“Everything is on the table,” said United Auto Workers union president Shawn Fain.
- Thirteen thousand members of the United Auto Workers (UAW) union are on strike against the “Big Three” automakers after the union and automakers failed to reach an agreement.
- Workers chose to strike a General Motors assembly plant in Wentzville, Missouri; a Ford factory in Wayne, Michigan; and a Stellantis plant in Toledo, Ohio.
- Each of the “Big Three” automakers—GM, Ford, and Stellantis, formerly Fiat and Chrysler—are headquartered near Detroit, Michigan, and have come to be known as Detroit’s “Big Three.”
- This is the first time in the union’s history that it is striking against the Big Three companies simultaneously.
- In previous strikes, UAW focused on one company, like GM in 2019.
- The strike comes amid a push toward electric vehicles (EVs), which require fewer workers and result in greater wealth for automaker CEOs.
- “The looming strike by the United Auto Workers is as much a protest against Bidenomics as it is the policies of General Motors, Ford Motor Company, and Stellantis,” Breitbart’s John Carney reported.
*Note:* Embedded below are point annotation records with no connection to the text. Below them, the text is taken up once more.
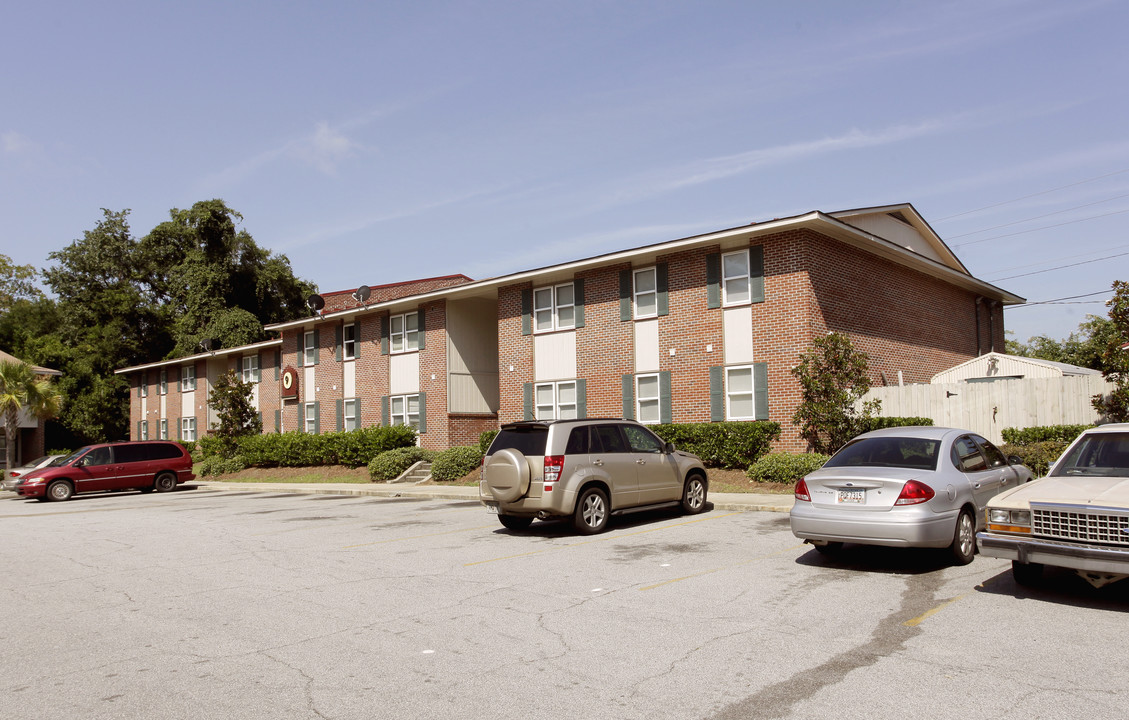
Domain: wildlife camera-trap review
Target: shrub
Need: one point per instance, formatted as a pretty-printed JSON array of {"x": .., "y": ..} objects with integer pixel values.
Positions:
[
  {"x": 726, "y": 445},
  {"x": 1027, "y": 436},
  {"x": 455, "y": 463},
  {"x": 392, "y": 464},
  {"x": 486, "y": 439},
  {"x": 218, "y": 465},
  {"x": 784, "y": 467},
  {"x": 1038, "y": 456}
]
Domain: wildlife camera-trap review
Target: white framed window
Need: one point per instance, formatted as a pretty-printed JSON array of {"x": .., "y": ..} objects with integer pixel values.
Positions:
[
  {"x": 554, "y": 401},
  {"x": 251, "y": 369},
  {"x": 349, "y": 414},
  {"x": 349, "y": 342},
  {"x": 738, "y": 393},
  {"x": 646, "y": 292},
  {"x": 647, "y": 398},
  {"x": 309, "y": 348},
  {"x": 189, "y": 429},
  {"x": 735, "y": 282},
  {"x": 404, "y": 332},
  {"x": 554, "y": 308},
  {"x": 405, "y": 411}
]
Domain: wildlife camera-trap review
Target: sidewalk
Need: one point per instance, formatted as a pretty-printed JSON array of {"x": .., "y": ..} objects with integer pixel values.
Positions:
[{"x": 769, "y": 502}]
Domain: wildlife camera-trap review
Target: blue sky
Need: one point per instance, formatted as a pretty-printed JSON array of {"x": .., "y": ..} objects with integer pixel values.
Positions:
[{"x": 381, "y": 141}]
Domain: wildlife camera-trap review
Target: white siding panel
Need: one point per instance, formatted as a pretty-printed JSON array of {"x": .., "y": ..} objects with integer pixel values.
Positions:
[
  {"x": 647, "y": 345},
  {"x": 404, "y": 374},
  {"x": 554, "y": 357},
  {"x": 738, "y": 335}
]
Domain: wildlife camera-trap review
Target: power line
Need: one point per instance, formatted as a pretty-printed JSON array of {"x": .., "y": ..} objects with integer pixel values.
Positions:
[
  {"x": 1085, "y": 262},
  {"x": 1046, "y": 227},
  {"x": 1053, "y": 190}
]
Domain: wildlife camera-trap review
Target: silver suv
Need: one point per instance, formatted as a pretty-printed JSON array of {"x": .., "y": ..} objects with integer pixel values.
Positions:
[{"x": 587, "y": 470}]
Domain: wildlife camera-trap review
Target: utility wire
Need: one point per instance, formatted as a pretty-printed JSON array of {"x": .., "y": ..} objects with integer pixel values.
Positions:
[{"x": 1053, "y": 190}]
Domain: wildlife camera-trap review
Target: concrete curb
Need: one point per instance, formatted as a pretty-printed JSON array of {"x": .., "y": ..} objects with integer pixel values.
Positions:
[{"x": 736, "y": 501}]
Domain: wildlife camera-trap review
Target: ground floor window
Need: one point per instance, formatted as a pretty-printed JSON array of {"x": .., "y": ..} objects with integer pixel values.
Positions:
[{"x": 556, "y": 401}]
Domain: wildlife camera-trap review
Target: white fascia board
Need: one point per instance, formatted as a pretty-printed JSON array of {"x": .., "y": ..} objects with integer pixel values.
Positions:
[{"x": 200, "y": 356}]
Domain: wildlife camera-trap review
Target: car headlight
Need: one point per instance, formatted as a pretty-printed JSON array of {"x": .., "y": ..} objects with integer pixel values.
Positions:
[{"x": 1008, "y": 520}]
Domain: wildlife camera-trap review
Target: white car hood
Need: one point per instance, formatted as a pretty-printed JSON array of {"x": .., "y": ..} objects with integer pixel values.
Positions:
[{"x": 1106, "y": 492}]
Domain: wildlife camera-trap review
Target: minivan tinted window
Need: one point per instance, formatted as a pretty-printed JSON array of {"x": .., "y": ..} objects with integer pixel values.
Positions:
[{"x": 528, "y": 440}]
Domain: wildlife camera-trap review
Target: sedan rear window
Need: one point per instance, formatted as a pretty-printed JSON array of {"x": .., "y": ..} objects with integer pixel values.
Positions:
[
  {"x": 909, "y": 453},
  {"x": 528, "y": 440}
]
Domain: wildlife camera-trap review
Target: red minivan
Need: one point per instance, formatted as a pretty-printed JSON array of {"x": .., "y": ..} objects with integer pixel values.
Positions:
[{"x": 141, "y": 465}]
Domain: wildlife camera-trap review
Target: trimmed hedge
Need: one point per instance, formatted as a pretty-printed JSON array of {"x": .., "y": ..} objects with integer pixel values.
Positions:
[
  {"x": 353, "y": 448},
  {"x": 392, "y": 464},
  {"x": 454, "y": 463},
  {"x": 486, "y": 439},
  {"x": 1029, "y": 436},
  {"x": 728, "y": 445},
  {"x": 784, "y": 467},
  {"x": 1038, "y": 456}
]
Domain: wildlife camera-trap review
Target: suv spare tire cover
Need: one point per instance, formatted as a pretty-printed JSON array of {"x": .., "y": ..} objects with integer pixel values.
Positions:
[{"x": 507, "y": 475}]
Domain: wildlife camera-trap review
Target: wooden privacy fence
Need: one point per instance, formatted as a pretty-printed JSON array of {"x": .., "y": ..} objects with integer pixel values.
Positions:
[{"x": 988, "y": 407}]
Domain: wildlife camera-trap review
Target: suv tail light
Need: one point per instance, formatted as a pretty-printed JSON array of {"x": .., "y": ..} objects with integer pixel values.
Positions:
[
  {"x": 801, "y": 491},
  {"x": 915, "y": 493},
  {"x": 553, "y": 466}
]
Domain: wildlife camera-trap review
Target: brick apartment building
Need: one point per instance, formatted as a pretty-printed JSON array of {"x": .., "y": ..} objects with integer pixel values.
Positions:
[{"x": 694, "y": 330}]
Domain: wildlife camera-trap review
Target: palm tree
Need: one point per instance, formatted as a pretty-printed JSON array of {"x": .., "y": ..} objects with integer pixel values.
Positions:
[{"x": 22, "y": 389}]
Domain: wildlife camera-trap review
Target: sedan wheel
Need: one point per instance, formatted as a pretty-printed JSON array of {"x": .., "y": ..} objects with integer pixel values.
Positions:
[
  {"x": 592, "y": 510},
  {"x": 964, "y": 540}
]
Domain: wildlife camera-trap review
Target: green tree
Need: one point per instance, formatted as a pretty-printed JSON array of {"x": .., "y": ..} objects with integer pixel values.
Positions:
[
  {"x": 22, "y": 389},
  {"x": 1116, "y": 360},
  {"x": 233, "y": 401},
  {"x": 832, "y": 377}
]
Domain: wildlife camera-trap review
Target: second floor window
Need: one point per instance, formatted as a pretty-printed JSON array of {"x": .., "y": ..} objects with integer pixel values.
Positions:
[
  {"x": 403, "y": 331},
  {"x": 554, "y": 307},
  {"x": 187, "y": 379}
]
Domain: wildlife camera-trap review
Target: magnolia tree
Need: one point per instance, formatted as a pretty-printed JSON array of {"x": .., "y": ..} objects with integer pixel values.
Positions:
[
  {"x": 20, "y": 388},
  {"x": 832, "y": 377}
]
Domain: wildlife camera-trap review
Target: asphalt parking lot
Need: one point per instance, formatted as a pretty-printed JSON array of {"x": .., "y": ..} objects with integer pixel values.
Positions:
[{"x": 216, "y": 604}]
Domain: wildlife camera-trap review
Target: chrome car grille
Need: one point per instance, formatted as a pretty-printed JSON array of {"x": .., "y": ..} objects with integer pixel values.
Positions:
[{"x": 1091, "y": 525}]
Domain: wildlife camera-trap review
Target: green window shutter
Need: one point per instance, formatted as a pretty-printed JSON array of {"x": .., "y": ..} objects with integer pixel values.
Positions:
[
  {"x": 714, "y": 280},
  {"x": 624, "y": 296},
  {"x": 717, "y": 393},
  {"x": 756, "y": 273},
  {"x": 664, "y": 397},
  {"x": 578, "y": 298},
  {"x": 526, "y": 312},
  {"x": 629, "y": 397},
  {"x": 761, "y": 389}
]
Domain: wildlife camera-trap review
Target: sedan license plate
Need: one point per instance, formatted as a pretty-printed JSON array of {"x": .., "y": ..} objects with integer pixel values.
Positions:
[{"x": 854, "y": 495}]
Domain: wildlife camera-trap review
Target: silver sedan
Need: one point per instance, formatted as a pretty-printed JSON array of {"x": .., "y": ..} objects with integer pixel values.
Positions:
[{"x": 918, "y": 486}]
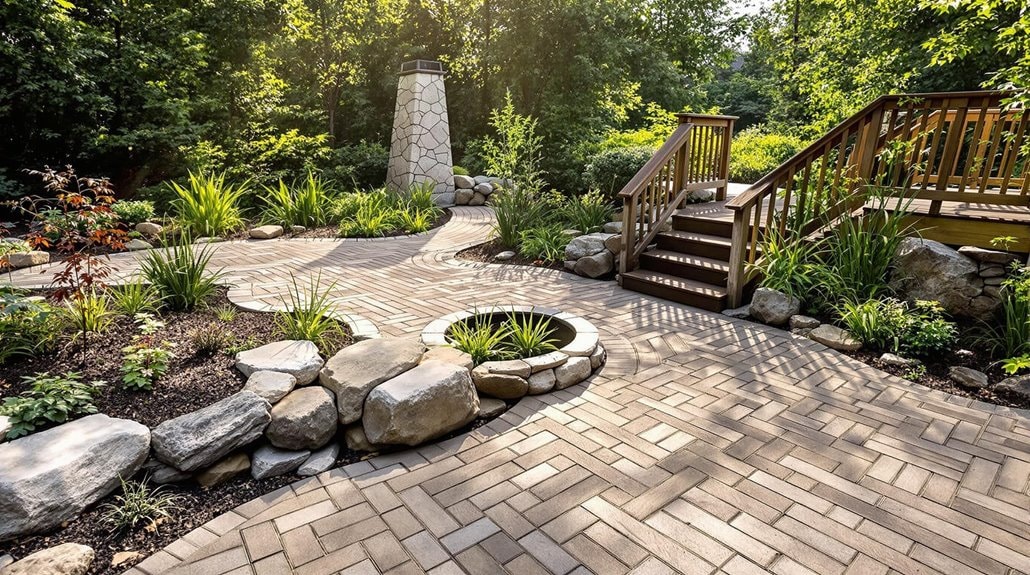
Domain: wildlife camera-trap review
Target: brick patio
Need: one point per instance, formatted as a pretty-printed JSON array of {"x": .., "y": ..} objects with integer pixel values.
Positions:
[{"x": 705, "y": 445}]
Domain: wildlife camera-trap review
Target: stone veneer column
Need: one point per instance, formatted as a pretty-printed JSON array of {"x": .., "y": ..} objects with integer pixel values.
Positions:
[{"x": 420, "y": 146}]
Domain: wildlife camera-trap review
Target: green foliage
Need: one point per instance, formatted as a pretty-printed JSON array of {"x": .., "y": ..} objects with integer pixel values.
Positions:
[
  {"x": 757, "y": 151},
  {"x": 49, "y": 400},
  {"x": 546, "y": 243},
  {"x": 28, "y": 326},
  {"x": 305, "y": 203},
  {"x": 209, "y": 206},
  {"x": 611, "y": 170},
  {"x": 132, "y": 212},
  {"x": 135, "y": 297},
  {"x": 309, "y": 314},
  {"x": 138, "y": 505},
  {"x": 180, "y": 275},
  {"x": 892, "y": 326},
  {"x": 529, "y": 335},
  {"x": 587, "y": 212}
]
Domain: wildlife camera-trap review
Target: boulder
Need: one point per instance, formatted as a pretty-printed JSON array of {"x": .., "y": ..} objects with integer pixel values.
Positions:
[
  {"x": 66, "y": 559},
  {"x": 1019, "y": 386},
  {"x": 224, "y": 470},
  {"x": 572, "y": 372},
  {"x": 266, "y": 232},
  {"x": 803, "y": 323},
  {"x": 585, "y": 245},
  {"x": 541, "y": 382},
  {"x": 500, "y": 385},
  {"x": 272, "y": 462},
  {"x": 149, "y": 229},
  {"x": 422, "y": 404},
  {"x": 596, "y": 265},
  {"x": 774, "y": 307},
  {"x": 198, "y": 439},
  {"x": 298, "y": 358},
  {"x": 356, "y": 369},
  {"x": 272, "y": 385},
  {"x": 320, "y": 461},
  {"x": 834, "y": 338},
  {"x": 489, "y": 407},
  {"x": 304, "y": 419},
  {"x": 28, "y": 259},
  {"x": 137, "y": 245},
  {"x": 930, "y": 270},
  {"x": 989, "y": 256},
  {"x": 50, "y": 476},
  {"x": 464, "y": 182},
  {"x": 449, "y": 356},
  {"x": 159, "y": 472},
  {"x": 967, "y": 377}
]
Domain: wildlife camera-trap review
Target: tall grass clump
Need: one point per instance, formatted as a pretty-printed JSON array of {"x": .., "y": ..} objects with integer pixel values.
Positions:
[
  {"x": 180, "y": 275},
  {"x": 209, "y": 206}
]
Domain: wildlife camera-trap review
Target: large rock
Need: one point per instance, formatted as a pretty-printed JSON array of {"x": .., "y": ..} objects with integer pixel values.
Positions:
[
  {"x": 586, "y": 245},
  {"x": 271, "y": 462},
  {"x": 272, "y": 385},
  {"x": 422, "y": 404},
  {"x": 596, "y": 265},
  {"x": 304, "y": 419},
  {"x": 773, "y": 307},
  {"x": 196, "y": 440},
  {"x": 356, "y": 369},
  {"x": 835, "y": 338},
  {"x": 67, "y": 559},
  {"x": 298, "y": 358},
  {"x": 930, "y": 270},
  {"x": 53, "y": 475}
]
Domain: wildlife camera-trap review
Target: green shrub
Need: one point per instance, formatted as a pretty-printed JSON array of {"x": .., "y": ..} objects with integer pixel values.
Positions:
[
  {"x": 209, "y": 206},
  {"x": 306, "y": 203},
  {"x": 138, "y": 505},
  {"x": 132, "y": 212},
  {"x": 180, "y": 275},
  {"x": 756, "y": 153},
  {"x": 611, "y": 170},
  {"x": 309, "y": 314},
  {"x": 587, "y": 212},
  {"x": 544, "y": 243},
  {"x": 49, "y": 400}
]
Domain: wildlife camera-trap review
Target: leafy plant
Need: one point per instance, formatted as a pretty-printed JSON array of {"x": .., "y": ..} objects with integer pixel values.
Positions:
[
  {"x": 529, "y": 335},
  {"x": 308, "y": 314},
  {"x": 135, "y": 297},
  {"x": 544, "y": 243},
  {"x": 479, "y": 338},
  {"x": 49, "y": 400},
  {"x": 587, "y": 212},
  {"x": 139, "y": 505},
  {"x": 132, "y": 212},
  {"x": 209, "y": 206},
  {"x": 179, "y": 273}
]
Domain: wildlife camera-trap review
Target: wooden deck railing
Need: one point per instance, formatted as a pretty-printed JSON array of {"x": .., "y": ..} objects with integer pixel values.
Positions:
[
  {"x": 941, "y": 147},
  {"x": 694, "y": 157}
]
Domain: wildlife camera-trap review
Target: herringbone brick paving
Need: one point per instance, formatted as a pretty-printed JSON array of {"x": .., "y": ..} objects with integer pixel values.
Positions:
[{"x": 705, "y": 445}]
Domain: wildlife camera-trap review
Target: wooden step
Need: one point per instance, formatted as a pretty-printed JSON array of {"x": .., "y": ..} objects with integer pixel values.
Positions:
[
  {"x": 680, "y": 290},
  {"x": 708, "y": 270}
]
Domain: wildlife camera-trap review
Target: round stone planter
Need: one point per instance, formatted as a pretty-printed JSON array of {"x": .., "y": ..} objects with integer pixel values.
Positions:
[{"x": 579, "y": 353}]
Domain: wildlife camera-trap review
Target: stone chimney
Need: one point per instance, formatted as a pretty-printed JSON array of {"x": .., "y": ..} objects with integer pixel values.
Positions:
[{"x": 420, "y": 145}]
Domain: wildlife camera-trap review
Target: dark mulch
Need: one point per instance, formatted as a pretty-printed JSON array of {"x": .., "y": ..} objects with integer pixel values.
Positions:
[
  {"x": 193, "y": 380},
  {"x": 486, "y": 251}
]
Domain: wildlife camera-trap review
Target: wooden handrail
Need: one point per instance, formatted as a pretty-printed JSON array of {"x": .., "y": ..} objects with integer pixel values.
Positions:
[
  {"x": 961, "y": 146},
  {"x": 694, "y": 157}
]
WHAT WORKERS HOPE TO ACHIEVE FROM STRIKE:
- Although the union demanded a 36% wage increase over four years, GM and Ford offered a 20% raise and Stellantis offered a 17.5% raise.
- According to UAW’s president Shawn Fain, “They could double our raises and not raise car prices and still make millions of dollars in profits. We’re not the problem. Corporate greed is the problem.”
- For example, in 2022, Mary Barra, the CEO of General Motors, earned almost $29 million, which is over 350 times the paycheck of most GM employees.
- The union is also looking to restore cost-of-living pay raises and defined-benefit pensions for new hires.
- Workers also desire a 32-hour work week with pay equivalent to 40 hours.
- One union member on strike said she enjoys her job, but she believes “we deserve more.”
- President Joe Biden, the so-called “most pro-union president,” addressed the ongoing strike by stating that auto companies have seen “record profits” because of the “extraordinary skill and sacrifices of the UAW workers.”
- Despite being “pro-union,” Biden’s green agenda is threatening autoworkers.
- In describing that “strong unions are critical to a growing economy,” Biden said “That’s especially true as we transition to a clean energy future, which we’re in the process of doing.”
- “I believe that transition should be fair and a win-win for autoworkers and auto companies,” Biden said.